Tuesday, March 25, 2008

The sun never sets on the in-school suspension room

When students at my school are suspended, which happens on a fairly regular basis, they have to spend the day in the in-school suspension room (which is really just the guidance counselor's office with a special code name). This is really more to give their classmates and teachers a break from them than a punishment for the suspended student, because all it means for them is that they're excused from regular classroom routines and expectations for the day. Students who are aggressive become more aggressive after being cooped up in a small office all day. Students who crave unlimited attention -- positive or negative -- get exactly what they want in the suspension room, because they're alone with a teacher. (School policy is that teachers are never to be alone with just one student, but this happens all the time in the suspension room.)

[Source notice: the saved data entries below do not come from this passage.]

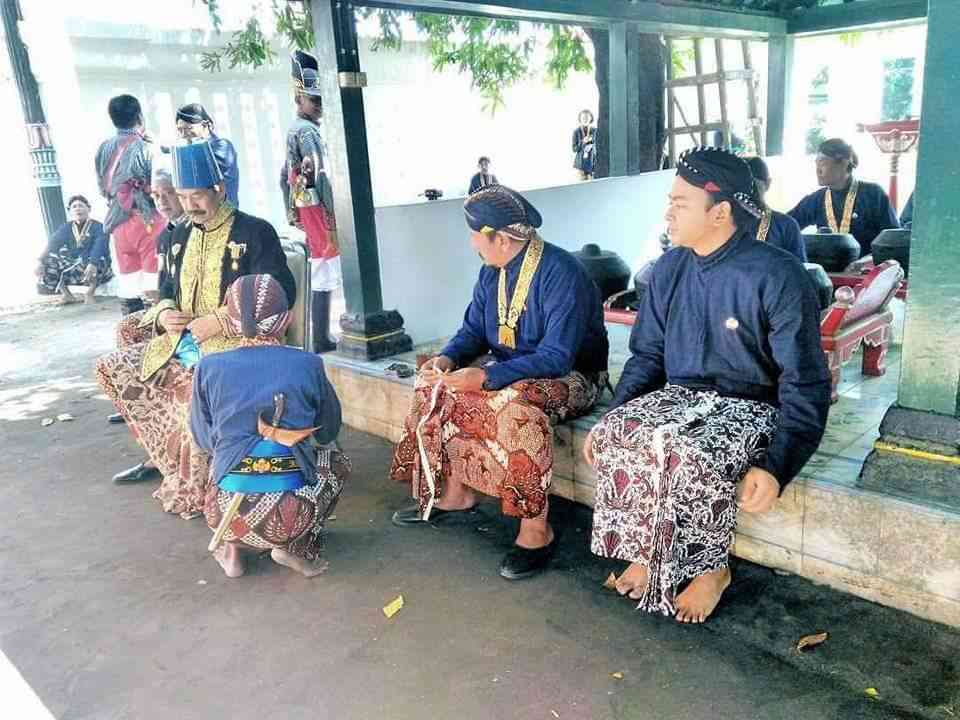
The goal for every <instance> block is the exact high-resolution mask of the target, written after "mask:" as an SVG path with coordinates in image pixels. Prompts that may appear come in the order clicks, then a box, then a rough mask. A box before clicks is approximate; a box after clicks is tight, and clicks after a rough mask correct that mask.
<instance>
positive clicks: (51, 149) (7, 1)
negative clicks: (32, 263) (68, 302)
mask: <svg viewBox="0 0 960 720" xmlns="http://www.w3.org/2000/svg"><path fill="white" fill-rule="evenodd" d="M0 3H2V5H0V10H2V13H3V31H4V35H5V36H6V39H7V51H8V52H9V54H10V68H11V69H12V70H13V76H14V79H15V80H16V82H17V90H18V91H19V94H20V103H21V105H22V106H23V119H24V121H25V122H26V126H27V142H28V144H29V147H30V157H31V158H32V159H33V180H34V183H36V186H37V195H38V196H39V199H40V212H41V213H42V214H43V224H44V227H45V228H46V231H47V234H48V235H53V233H55V232H56V231H57V230H58V229H59V228H60V227H61V226H62V225H63V224H64V223H65V222H66V221H67V215H66V212H65V210H64V207H63V189H62V188H61V186H60V172H59V171H58V170H57V152H56V150H55V149H54V147H53V140H52V139H51V138H50V128H49V126H48V125H47V118H46V115H45V114H44V112H43V103H42V102H41V100H40V88H39V87H38V86H37V80H36V78H35V77H34V75H33V70H32V69H31V68H30V56H29V55H28V54H27V46H26V45H24V44H23V40H22V39H21V38H20V28H19V26H18V22H19V21H20V20H21V19H22V18H21V15H20V7H19V5H18V2H17V0H0Z"/></svg>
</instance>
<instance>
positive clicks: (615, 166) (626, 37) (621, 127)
mask: <svg viewBox="0 0 960 720" xmlns="http://www.w3.org/2000/svg"><path fill="white" fill-rule="evenodd" d="M609 73H610V83H609V88H610V119H609V126H610V127H609V130H610V132H609V140H608V142H609V143H610V154H609V157H610V177H618V176H622V175H626V174H627V133H628V129H627V121H628V110H627V98H628V93H627V82H628V77H627V76H628V73H627V24H626V23H622V22H620V23H612V24H611V25H610V64H609ZM634 82H636V78H634Z"/></svg>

When a student is in the suspension room, a rotating cadre of teachers is assigned to cover the room -- including, of course, your own intrepid Miss Brave. My two periods a week in the suspension room are "schoolwide" periods, meaning that I wouldn't be doing anything else during those periods anyway except using them as extra preps. But other teachers assigned to the suspension room are Academic Intervention Services teachers, meaning that they're being pulled away from providing services to our neediest students in order to sit in a room with a suspended student. They used to put memos in our mailboxes when the suspension room was in effect, but now it's open so frequently that they can't keep up and they just make announcements over the loudspeaker. I typically don't hear these announcements, since I'm out of the building first period, which forces other teachers to come looking for me and then I feel like a jerk. But the teachers who cover the room after me are also almost always late; I would estimate that in the past few months I've lost at least an entire prep period's worth of time (five minutes here, ten minutes there) to waiting for my suspension room replacement.

Sometimes our school is sent students from other schools who have been suspended. As you can imagine, this makes a difficult situation worse because we the teachers don't know the students or why they've been suspended, and the students are in a strange environment with strange adults and are expected to make a smooth transition from one adult to the next every 55 minutes.

The suspension room is the only place in my school where I've felt genuinely unsafe. It's the only place I've had students touch me or threaten to touch me in an aggressive manner. It's an ugly combination of factors: emotionally disturbed and angry students + young, inexperienced teacher without crisis intervention training + small office without outside stimulation minus any kind of guidance or support = implosion. No one, for example, has ever explained to me what kind of interaction I'm supposed to have with these students; ostensibly they're supposed to be doing work that's provided to them by their classroom teachers, but it's essentially busywork and they can tell, which is why a majority of them spend their time staring at the walls or trying to pick fights with me. Am I supposed to ignore them? Am I supposed to encourage them to do their work, but try to keep my interaction minimal? Am I supposed to offer them my support? No one has ever told me who to call when suspended students start to go beserk, which has happened to me on a few occasions while no other adults were in the office. No one has ever advised me what to do when students start peeling things off the walls and tossing them in the garbage can, or pushing buttons on the copier, or banging large wooden blocks furiously against the table. (All of those things happened during one memorable hour with my most challenging second grader; in the grand culmination, he grabbed my wrists and forced them away from a garbage can lid that he happened to be swinging, and how could we respond? By bribing him with choice time for ten minutes of "reading.")

Twice a week, I leave the suspension room feeling frustrated, exhausted, disillusioned, and emotionally broke down. Today, for instance, my suspension room coverage ended in tears...and I'm not talking about the suspended student. (He physically assaulted at least two teachers in the last two days, so I consider myself fortunate that I at least escaped without bodily injury.)

There has got to be a better way.

1 comment:

k said...

I know exactly the feeling. I've been working in public schools for about 10 years, but this year was the first time that I have been physically assaulted by students. I mean, they're seven, so they can't really hurt me, but I've been shocked that they cross that line...and horrified that the administration doesn't seem that appalled. It's incredibly draining to be around angry, destructive kids.